Evaluation
Evaluation of language models, and by extension applications built on top of language models, is hard. With recent model releases (OpenAI, Anthropic, Google) evaluation is becoming a bigger and bigger issue. People are starting to try to tackle this, with OpenAI releasing OpenAI/evals
- focused on evaluating OpenAI models. Correspondingly, we're excited to announce some additions and improvement to how we think about evaluating chains and agents.
The Problem
It can be really hard to evaluate LangChain chains and agents. There are two main reasons for this:
# 1: Lack of data
You generally don't have a ton of data to evaluate your chains/agents over before starting a project. This is usually because Large Language Models (the core of most chains/agents) are terrific few-shot and zero shot learners, meaning you are almost always able to get started on a particular task (text-to-SQL, question answering, etc) without a large dataset of examples. This is in stark contrast to traditional machine learning where you had to first collect a bunch of datapoints before even getting started using a model.
# 2: Lack of metrics
Most chains/agents are performing tasks for which there are not very good metrics to evaluate performance. For example, one of the most common use cases is generating text of some form. Evaluating generated text is much more complicated than evaluating a classification prediction, or a numeric prediction.
The Solution
LangChain attempts to tackle both of those issues. So far, we have initial passes at solutions – by no means perfect solutions. We very much welcome feedback, contributions, integrations, and thoughts on this.

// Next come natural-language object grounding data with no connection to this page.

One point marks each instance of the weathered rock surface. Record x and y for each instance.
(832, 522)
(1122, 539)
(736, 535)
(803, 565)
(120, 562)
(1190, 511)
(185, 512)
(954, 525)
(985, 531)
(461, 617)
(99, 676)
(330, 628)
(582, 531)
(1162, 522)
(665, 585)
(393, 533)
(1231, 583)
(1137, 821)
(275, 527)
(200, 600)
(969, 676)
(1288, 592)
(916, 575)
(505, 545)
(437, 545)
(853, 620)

Here is what we have for each problem so far:
# 1: Lack of data
We have started LangChainDatasets a Community space on Hugging Face. We intend this to be a collection of open source datasets for evaluating common chains and agents. We have contributed five datasets of our own to start, but we fully intend this to be a community effort. In order to contribute a dataset, you simply need to join the community. Then, you will be able to upload datasets.
We're also aiming to make it as easy as possible for people to create their own datasets. As a first pass at this, we've added a QAGenerationChain
, which, given a document, comes up with question-answer pairs that can be used to evaluate question-answering tasks over that document down the line. See this notebook for an example of how to use this chain.
# 2: Lack of metrics
We have two solutions to the lack of metrics.
The first solution is to use no metrics, and rather just rely on visually inspecting the results get a sense for how the chain/agent is performing. To assist in this, we have developed (and will continue to develop) tracing, a UI-based visualizer of your chain and agent runs, which we first released in late January.
The second solution we recommend is to use language models themselves to evaluate outputs. For this we have a few different chains and prompts aimed at tackling this issue.
Examples
We have created a bunch of examples combining the above two solutions to show how we internally evaluate chains and agents when we are developing. In addition to the examples we've curated, we also highly welcome contributions here. To facilitate that, we've included a template notebook for community members to use to build their own examples.
The existing examples we have are:
Question Answering (State of Union): An notebook showing evaluation of a question-answering task over a State-of-the-Union address.
Question Answering (Paul Graham Essay): An notebook showing evaluation of a question-answering task over a Paul Graham essay.
SQL Question Answering (Chinook): An notebook showing evaluation of a question-answering task over a SQL database (the Chinook database).
Agent Vectorstore: An notebook showing evaluation of an agent doing question answering while routing between two different vector databases.
Agent Search + Calculator: An notebook showing evaluation of an agent doing question answering using a Search engine and a Calculator as tools.